Hardy-Weinberg Equilibrium

• Key Equations: Understand the mathematical framework of population genetics which includes:

  • p + q = 1: where p is the frequency of one allele and q is the frequency of the alternate allele.

  • p² = frequency of homozygous dominant, q² = frequency of homozygous recessive, and 2pq = frequency of heterozygotes.

• Example Calculations: Be prepared to apply these calculations to practical scenarios, such as determining allele frequencies for autosomal recessive disorders using observed data.

Genetic Drift and Probability of Fixation

• Genetic Drift: This phenomenon starkly affects small populations, leading to random changes in allele frequencies.

• Key Equations:

  • Probability of fixation = 1/(2n) (where n is the population size).

  • Time to fixation = 4n generations.

• Founder Effect: Provides insight into how small, isolated populations undergo unique genetic changes, often leading to high frequencies of certain alleles.

Cancer Genetics

• Definition of Cancer: At its core, cancer is characterized by the uncontrolled division of cells, initiated by one rogue cell that bypasses normal regulatory mechanisms.

• Stages of Cancer:

  • Benign Tumors: Remain localized and are often encapsulated, posing less risk to health.

  • Malignant Tumors: Invade surrounding tissues and can metastasize to other parts of the body, therefore increasing severity.

  • Metastatic Cancer: Involves cancer cells breaking away from primary tumors and establishing secondary tumors at distant sites.

• Familial vs.

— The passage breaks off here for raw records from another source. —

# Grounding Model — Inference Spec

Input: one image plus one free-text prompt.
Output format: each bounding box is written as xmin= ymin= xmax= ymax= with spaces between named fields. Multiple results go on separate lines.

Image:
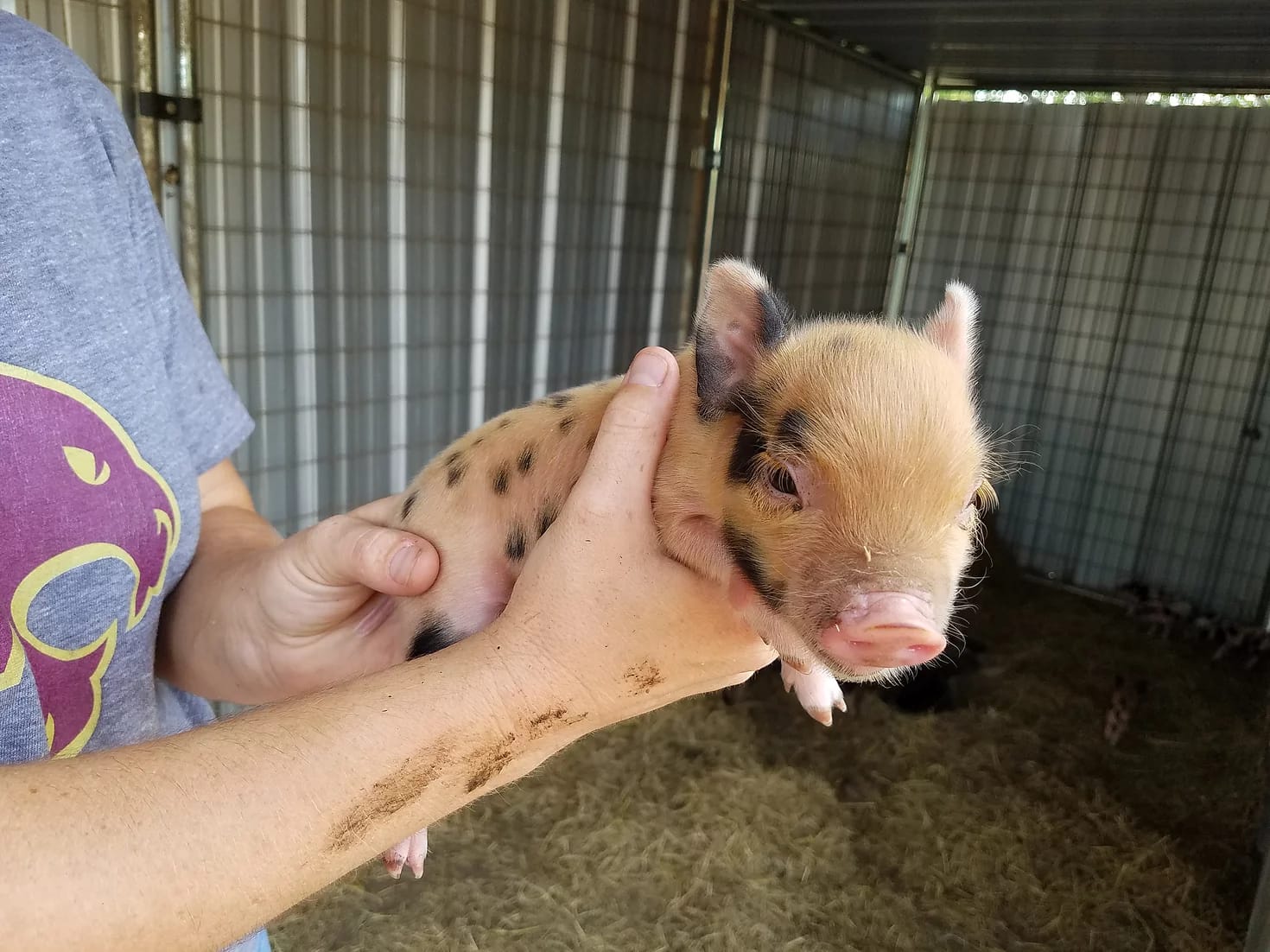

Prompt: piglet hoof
xmin=781 ymin=662 xmax=847 ymax=727
xmin=384 ymin=830 xmax=428 ymax=879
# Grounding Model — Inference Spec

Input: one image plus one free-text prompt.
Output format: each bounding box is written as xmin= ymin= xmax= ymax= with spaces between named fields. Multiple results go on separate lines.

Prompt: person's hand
xmin=228 ymin=497 xmax=440 ymax=697
xmin=492 ymin=348 xmax=776 ymax=728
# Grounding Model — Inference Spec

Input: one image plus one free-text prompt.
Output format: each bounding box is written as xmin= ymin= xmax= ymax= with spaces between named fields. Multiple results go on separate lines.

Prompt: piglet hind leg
xmin=781 ymin=662 xmax=847 ymax=727
xmin=384 ymin=830 xmax=428 ymax=879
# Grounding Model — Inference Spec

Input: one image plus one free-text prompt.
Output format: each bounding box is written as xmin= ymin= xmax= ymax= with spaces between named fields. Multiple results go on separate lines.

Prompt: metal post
xmin=884 ymin=70 xmax=935 ymax=321
xmin=176 ymin=0 xmax=203 ymax=314
xmin=128 ymin=0 xmax=162 ymax=208
xmin=694 ymin=0 xmax=737 ymax=317
xmin=677 ymin=0 xmax=735 ymax=340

Sporadic Cancers: Familial cancers arise from inherited genetic mutations and often manifest at a younger age, while sporadic cancers develop later and typically lack a family history.

Specific Genes and Conditions

• Tumor Suppressor Genes: Such as BRCA1, APC, and p53, when lost or mutated, have been linked to specific cancer types.

• Proto-oncogenes: Like ABL and RAS, can transition into oncogenes through various mutations, driving cancer progression.

• BRCA1: A tumor suppressor gene involved in DNA repair mechanisms. Mutations in BRCA1 are strongly associated with breast and ovarian cancer due to its role in maintaining genomic stability.

• APC: The adenomatous polyposis coli gene, another tumor suppressor that regulates cell growth and adhesion. Mutations in APC lead to familial adenomatous polyposis (FAP), a condition characterized by the development of multiple colorectal polyps that have a high risk of malignant transformation.

• Caspase-10: A member of the cysteine-aspartic protease (caspase) family involved in the apoptosis pathway. Its activation leads to apoptosis in response to various signals, contributing to the regulation of cell death in cancer prevention.

• Epigenetic Factors: Influences such as DNA methylation can silence critical genes in tumor suppression, impacting overall gene expression patterns involved in cancer.

Treatment Strategies

• CRISPR Technology: Emerging as a powerful tool for genome editing, it holds promise for targeting and eliminating cancer cells specifically. However, challenges such as differentiating normal from cancer cells remain a significant hurdle.

• Marker-Specific Targeting: Advances in identifying unique markers on cancer cells (e.g., NY ESO) have shown potential for improving treatment outcomes and reducing side effects.

Problem-Solving Strategies for the Exam

• Resources: Utilize provided PowerPoints and any embedded questions within study materials to guide your preparation.

• Keyword Focus: Pay attention to keywords in exam questions that indicate specific types of mutations, genetic principles, or cellular processes.

• Genomic Loci: Familiarity with key genomic loci and their functions is crucial in addressing application-based questions effectively.

Closing Remarks

• Final Preparations: Thoroughly review original PowerPoints and class materials. Engage with peers or instructors to clarify any uncertainties regarding the material covered before the exam.